Panasonic R&D Center Singapore has harnessed great leaders as much as it has great talent. These key figures lead major research and development projects at the top of their individual fields. Commanding authority and notable achievements in the industry, we are proud that they are a core part of the team.
Driver Pose Estimation Using Recurrent Lightweight Network and Virtual Data Augmented Transfer Learning
Driver poses recognition contains three tasks such as body joint, head angle, and face landmark estimation, which is of paramount interest for the advanced driver assistance systems (ADAS). Recently proposed methods intend to use deeper and more complicated networks to achieve better performance, which leads to heavy models that are not feasible for the resource limited applications such as ADAS. To resolve this issue, we have worked on the following aspects: 1) a lightweight network model, which is referred to as recurrent multi-task thin net (RM-ThinNet), has been proposed which was especially designed for the computationally and memory limited devices; 2) a recurrent structure has been introduced to handle the scale difference and dependency between different tasks, and this recurrence ensures the different tasks are accomplished at different stages and their outputs can augment each other; and 3) a virtual data synthesization pipeline and a couple transfer learning method have been presented, by which network can be learnt effectively by relatively a small number of real data. Comparisons with the state-of-the-art methods reveal the superiority of the proposed method and competitive performance can be achieved with smaller model size and faster speed.
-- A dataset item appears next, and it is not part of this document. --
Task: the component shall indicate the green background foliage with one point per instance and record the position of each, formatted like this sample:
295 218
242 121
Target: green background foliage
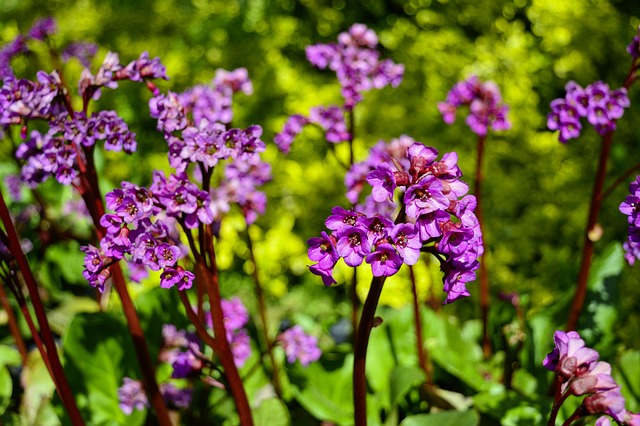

Deep Face Recognition Model Compression via Knowledge Transfer and Distillation
Jayashree Karlekar, Jiashi Feng, Zi Sian Wong, Sugiri Pranata
arXiv, 2019, 2019.06
Fully convolutional networks (FCNs) have become de facto tool to achieve very high-level performance for many vision and non-vision tasks in general and face recognition in particular. Such high-level accuracies are normally obtained by very deep networks or their ensemble. However, deploying such high performing models to resource constraint devices or real-time applications is challenging. In this paper, we present a novel model compression approach based on student-teacher paradigm for face recognition applications. The proposed approach consists of training teacher FCN at bigger image resolution while student FCNs are trained at lower image resolutions than that of teacher FCN. We explored three different approaches to train student FCNs: knowledge transfer (KT), knowledge distillation (KD) and their combination. Experimental evaluation on LFW and IJB-C datasets demonstrate comparable improvements in accuracies with these approaches. Training low-resolution student FCNs from higher resolution teacher offer fourfold advantage of accelerated training, accelerated inference, reduced memory requirements and improved accuracies. We evaluated all models on IJB-C dataset and achieved state-of-the-art results on this benchmark. The teacher network and some student networks even achieved Top-1 performance on IJB-C dataset. The proposed approach is simple and hardware friendly, thus enables the deployment of high performing face recognition deep models to resource constraint devices.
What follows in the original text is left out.